The ports are numbered 1/0/1 - 1/0/24 for the 10/100 ports, and 1/0/25 - 1/0/28 for the gig ports.
Right off the bat, this switch is meant for stacking with other compatible Netgear switches. As best I can tell, there's no way to disable this. Thus, ports 1/0/27 and 1/0/28 are hard coded stack ports and don't seem to be available for general purpose use. They took the config, but I wasn't able to pass traffic. It cleared up when I moved the pfSense box to 1/0/25 and the Google ONT to 1/0/26. I was able to get ~930x930 Mbit when I tested directly from the switch.
This is basically the box-stock config, with the bare minimum to get it working on a Google connection. The config is attached. You'll be able to telnet or access the web UI at 192.168.1.4 from any of the 10/100 ports.

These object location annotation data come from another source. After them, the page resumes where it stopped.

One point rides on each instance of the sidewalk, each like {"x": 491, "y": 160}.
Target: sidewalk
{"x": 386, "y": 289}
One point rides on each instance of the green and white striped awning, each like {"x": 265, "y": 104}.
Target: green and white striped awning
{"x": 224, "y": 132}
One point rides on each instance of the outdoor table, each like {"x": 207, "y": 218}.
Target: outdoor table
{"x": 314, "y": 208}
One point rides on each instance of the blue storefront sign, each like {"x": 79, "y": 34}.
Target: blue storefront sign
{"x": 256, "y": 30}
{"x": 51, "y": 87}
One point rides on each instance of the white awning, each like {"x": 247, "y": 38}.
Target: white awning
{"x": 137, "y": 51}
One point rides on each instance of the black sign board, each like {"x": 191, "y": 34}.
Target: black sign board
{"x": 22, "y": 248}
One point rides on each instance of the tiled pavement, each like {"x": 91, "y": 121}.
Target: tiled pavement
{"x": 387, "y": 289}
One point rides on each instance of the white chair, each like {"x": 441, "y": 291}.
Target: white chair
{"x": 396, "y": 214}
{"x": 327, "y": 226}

The other nice thing about this vs the GSM73xx box is that it's smaller, and fanless. For $35 shipped, I couldn't be happier.
Now on to the not so good news.
I'm still seeing some IPTV issues. It was bad enough that my wife gave up on watching TV while she worked from home today. I may have found a partial fix though.
If you go into System > Advanced and then go to the System Tunables tab, there's an option called net.inet.ip.fastforwarding. Edit that value, and change it from 'default' to '1'. Then reboot your box. I noticed a nice 10% increase in my speed tests, though the tests were hardly scientific. I've been watching a movie for the last couple hours, and the video has been damn near perfect the entire time. Be warned though. I've read some posts that say this setting can break IPSEC VPN clients. That may have just been for older versions though. The information is conflicting in some places.
I've read about people successfully using far less powerful pfSense setups on other IPTV systems, so all I can figure is that Google has very tight timing tolerances that the pfSense IGMP proxy or firewall code struggles to meet.
One last thing....IPv6 DHCP. I tried to get an IPv6 address when I tested directly from the Netgear switch. I wasn't able to. Technically the switch should just pass any ethernet frames, regardless of whether they've got v4 or v6 payloads. But clearly something is missing. I don't know enough about IPv6 yet to really make much headway on it.
I've got access to a few other switches, so I'll see if I can't line up some more tests for the IPv6 stuff.